European stocks closed lower on Friday (Jan. 7) after data showed annual inflation in the Eurozone hit an all-time high of 5% in December.
Germany’s DAX fell, 0.65% while France’s CAC 40 dropped 0.42%. The pan-European Stoxx 600 ended down 0.47%, with most sectors in negative territory. The biggest drag were travel and leisure stocks.
The UK bucked the trend with London’s FTSE 100 index closing up 0.5%. Austria, Netherlands, Norway, Russia also were higher. Markets in Denmark, Finland, Ireland, Spain and Sweden ended weak, while Belgium, Czech Republic, Greece, Iceland, Poland and Portugal settled flat.
Economists surveyed by The Wall Street Journal had expected eurozone’s inflation rate to ease to 4.7%. The main driver of the on-year increase was energy prices, which rose 26.0% on year compared with 27.5% in November, followed by food, alcohol & tobacco (3.2% vs 2.2%), non-energy industrial goods (2.9% vs 2.4%) and services (2.4% vs 2.7%), Eurostat said.
Estonia saw the highest inflation rate among eurozone members, with the cost of living jumping by an estimated 12% year-on-year.

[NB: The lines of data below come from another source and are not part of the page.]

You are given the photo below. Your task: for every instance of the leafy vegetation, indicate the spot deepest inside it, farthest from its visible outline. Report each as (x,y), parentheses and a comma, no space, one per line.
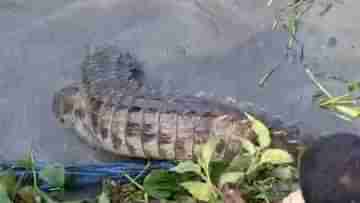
(345,106)
(259,172)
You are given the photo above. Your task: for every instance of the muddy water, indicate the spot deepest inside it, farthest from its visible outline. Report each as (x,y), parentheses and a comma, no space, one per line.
(219,47)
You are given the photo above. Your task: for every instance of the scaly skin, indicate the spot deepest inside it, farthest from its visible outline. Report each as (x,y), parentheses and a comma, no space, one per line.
(114,109)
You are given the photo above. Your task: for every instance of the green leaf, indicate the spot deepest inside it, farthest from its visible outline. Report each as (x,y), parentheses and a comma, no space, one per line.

December marked the 6th straight month the inflation stays above the European Central Bank’s target of 2%. As in the U.S., eurozone consumer prices have risen faster than policy makers had anticipated over recent months, raising questions for investors, businesses and households about the credibility of the ECB’s assertions that high inflation is likely to be temporary.
“Is this peak inflation? This depends to a significant degree on gas price developments, which have been incredibly volatile in recent weeks and a dominant driver of the recent inflation surge” ING wrote.
Another economic release hurt as well. Eurozone’s economic confidence index declined to 115.3 in December from 117.6 in November.
Investors were also digesting disheartening reports on Germany’s trade balance and industrial production. The trade surplus of the bloc’s largest economy, dropped to its smallest level in November since 2011, according to Reuters.
Meanwhile, German industrial output dropped 0.2% month-on-month in November, reversing a 2.4% rise in October, Destatis said. Economists had forecast production to climb 1% On a yearly basis, industrial production declined 2.4% after easing 0.9% in the previous month. In addition,
US jobs figures caused further turbulence. Employment in the world’s largest economy increased by much less than expected in December. U.S. Nonfarm payrolls grew by 199,000 last month while economists had expected employment to jump by 400,000 jobs. The unemployment rate fell to 3.9%, according to a closely-watched report released by the Labor Department on Friday. The figures increased expectations that the US Federal Reserve will raise interest rates for the first time since Covid struck.
Susannah Streeter, senior investment and markets analyst, Hargreaves Lansdown, told the Evening Standard: “The realisation has dawned on investors that the drug of cheap money is set to be withdrawn a lot sooner than first forecast.”